In 1996 the Ministry of Communication set up the first public auction for two mobile telecommunication operating licenses in the Global System for Mobile Communications (GSM). By the end of the year, on November 15, the winners were announced: Mobil Rom and MobiFon. On April 15, 1997, MobiFon launched the first mobile service under the brand Connex. It scored a world record, having managed to build a telecommunication network from scratch in just 135 days. Soon, nine big cities came under the operator’s coverage, Bucharest, Bacau, Brasov, Cluj-Napoca, Constanta, Craiova, Galati, Timisoara and Sibiu. For a few days, there were long queues in front of Sala Palatului, the place in Bucharest where customers could buy a mobile phone. No one imagined that the service would have such a huge success. On sale were cheap mobile handsets, made by Sagem and Alcatel, usually black bricks able only to make phone calls and write short SMSs. Connex ended the year with 112,000 monthly subscribers. Two months after MobiFon, Mobil Rom, owned by France Telecom, launched the Dialog service. It became operational in all the cities that Connex was covering, minus Sibiu. But Dialog was the first to launch a roaming service in seven countries in Europe and, in November 1997, the first prepaid card, a service called Alo GSM. Dialog had just over 100,000 customers at the end of 1997. One year later, Connex registered 325,000 subscribers and Dialog 308,000. Predictions for the next years were still low, 1 million subscribers by 2005, a target that was hit five years earlier, in 2000.

Monthly subscriptions were still expensive and the phones were not cheap. But slowly, phone brands like Nokia, Siemens, Ericsson, Motorola, Philips and others found their way into the market. The Nokia 5110 was one of the most successful, along with the Ericsson T20. Dialog decided to enter all the cities with more than 20,000 inhabitants and in 1998 had a network that covered 90 percent of the population. This was how it overtook Connex as industry leader by the number of customers and things stayed the same in the coming years.

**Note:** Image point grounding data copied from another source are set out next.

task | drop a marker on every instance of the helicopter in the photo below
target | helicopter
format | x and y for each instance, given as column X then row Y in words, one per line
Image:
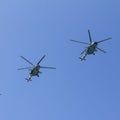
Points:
column 35, row 69
column 91, row 48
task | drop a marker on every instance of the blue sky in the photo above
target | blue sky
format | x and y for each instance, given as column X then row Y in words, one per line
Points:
column 75, row 90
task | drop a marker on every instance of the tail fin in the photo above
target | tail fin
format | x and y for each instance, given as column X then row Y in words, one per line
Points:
column 28, row 79
column 82, row 58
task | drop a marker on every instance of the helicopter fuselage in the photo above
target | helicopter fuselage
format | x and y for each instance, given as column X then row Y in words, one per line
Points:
column 92, row 48
column 35, row 71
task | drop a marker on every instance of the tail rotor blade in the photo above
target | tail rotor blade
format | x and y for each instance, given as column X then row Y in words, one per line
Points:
column 104, row 40
column 41, row 59
column 89, row 36
column 26, row 60
column 79, row 42
column 101, row 50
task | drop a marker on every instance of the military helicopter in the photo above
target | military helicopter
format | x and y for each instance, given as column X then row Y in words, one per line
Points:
column 91, row 48
column 35, row 69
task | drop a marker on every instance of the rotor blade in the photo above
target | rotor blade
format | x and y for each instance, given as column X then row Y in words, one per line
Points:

In 1999, Romtelecom launched the first GSM services with its company Cosmorom. The service was called Cosmo and offered only prepaid at first, launching monthly subscriptions some time later. It was the third GSM operator to enter the market.

Telefonica sold Telemobil to Inquam in 2001 and Zapp was launched. Around the same time, in 2000, France Telecom bought Orange from the United Kingdom and in two years decided to unify the brand across the whole group. So Orange appeared in Romania, replacing Dialog. Three years later, Connex was bought by Vodafone and later replaced the Connex brand. And in 2005, Cosmorom became Cosmote after being taken over by the Greek operator OTE, then recently became Telekom, after entering the Deutsche Telekom family. Zapp disappeared in 2009 when it was bought by Cosmot.

The latest big operator on the market is Digi, from RCS & RDS, in 2008. Even though the company had been operating cable TV and internet all over the country since the beginning of the 1990s, it entered the mobile communications industry when the market was already mature. But with free handsets and very cheap monthly subscription it managed to gather over 3.3 million customers.

Today, telecom operators have more than 20 million customers and the technology is 4G all over the country, heading for 5G in the coming years.